MİT en çok zaafları olan insanları çalıştırır. Zaafı olana yönelir. Hedefine koyar. MİT ile çalışanların mutlaka bir zaafı, psikolojik sorunu, çözümsüz kaldığı bir takım durumları vardır. Bu kişiler psikolojilerini, karşısındaki iyi ve temiz insanları da kirleterek, kendileri gibi yapıp suça bulaştırarak rahatlatmaya çalışırlar. Bu onların tek motive edici iç enerji kaynağıdır. Mesela Başur’da daha önce Saddam döneminde Kürtlere ihanet etmiş, peşmerge katletmiş, Brakujide Kürt kanı dökmüş kurum ve adamları, para ve kadın düşkünü olanları devşirmeye çalışıyor. Dolayısıyla MİT ‘hayvan gibi’ ya da iç dünyasında hayvani yanları önde kişileri daha çok da köpeğe benzeyen insanları tespit etmeye çalışır. Çünkü MİT çalışanları, toplumda ‘köpek gibi’ sözü ile ifade edilen özelliklere sahip insanlardan oluşur. ‘Köpek gibi’ ile tarif edilen özelliklere sahip olmayan bir insanın kendi halkına ve Kürt halkına karşı alçakça eylemlere girmesi mümkün olmaz. Dikkat edilirse MİT’in tüm işleri başta Kürt halkına olmak üzere bölge halklarına karşı olan kirli faaliyetlerdir. Örneğin Suriyelilerin başına getirilenlerde olduğu gibi.

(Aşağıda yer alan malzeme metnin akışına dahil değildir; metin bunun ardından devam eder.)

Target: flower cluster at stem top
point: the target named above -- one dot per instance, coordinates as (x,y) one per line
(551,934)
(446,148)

Toplum karşısında kendilerini gizleyen MİT’çileri nasıl tanıyabiliriz?
MİT’çiler kendini gizlemek için özel eğitim alırlar. Bunun için kendilerini gizlemede değişik rollere sıklıkla başvurur, bunu ustaca oynamaya çalışırlar. Ancak şunu unutmamak gerekir ki MİT elemanları, bir insanın telefon konuşmalarından, internet paylaşımlarından, iş yaşamından, başta ailesiyle olmak üzere sosyal yaşamından zaaflarını, zorluklarını, temel ihtiyaçlarını, tespit ederek bu özel kişilik durumuna göre yaklaşıp düşürmeye çalışır. Örneğin maddi sorunları olana, iş, para teklif eder. Hem de yardım sever biri süsü vererek bunu yapar. Kadın zaafı olanlara ‘güzel-çekici’ denilen tipte kadınları, erkek zaafı olan bir kadına benzer biçimde erkekleri gönderir. İlkin sıradan, toplum içinde kabul edilebilir tarzda ‘arkadaş’ gibi davranırlar. Böylece düşürmek istedikleri insanı bir noktadan sonra örgütlemeye çalışırlar. Bunun için MİT’in hedefi olmamak için en başta kişinin kendisini iyi tanıması, zaaflarını bilmesi, kendi tedbirini alması gerekir. örneğin Kürt’ün her şeyine düşman bir devletin her hangi bir memurunun ya da sıradan gibi görünen birinin durup dururken işsiz bir Kürt’e iş bulmasının, iş için aracı olmasının kirli bir amaç için olduğunu bilelim. Batı ilerinden Kürt kasaba ve köylerine gönderilmiş, öğretmen, hemşire, polis vb.. memurluklardaki çekici, güzel genç kadın ya da erkeklerin meslek aşkı gereği oralara gelmediğini adımız gibi bilelim. Bunlar içinde halk ile ilişkilere önem veren, samimi görünmeye çalışan, gençleri evlerine davet eden, kadınlara özel ilgi gösterenler hakkında şüpheye de gerek yoktur. Bu tipler yüzde yüz MİT’ile irtibatlı kişilerdir. Bunların mutlaka elaman olanlar olduğunu bilelim. Biraz politik ve en önemlisi de Türk devletinin baş düşman olduğu bilinci ile bu tür elemanları rahat deşifre edebiliriz.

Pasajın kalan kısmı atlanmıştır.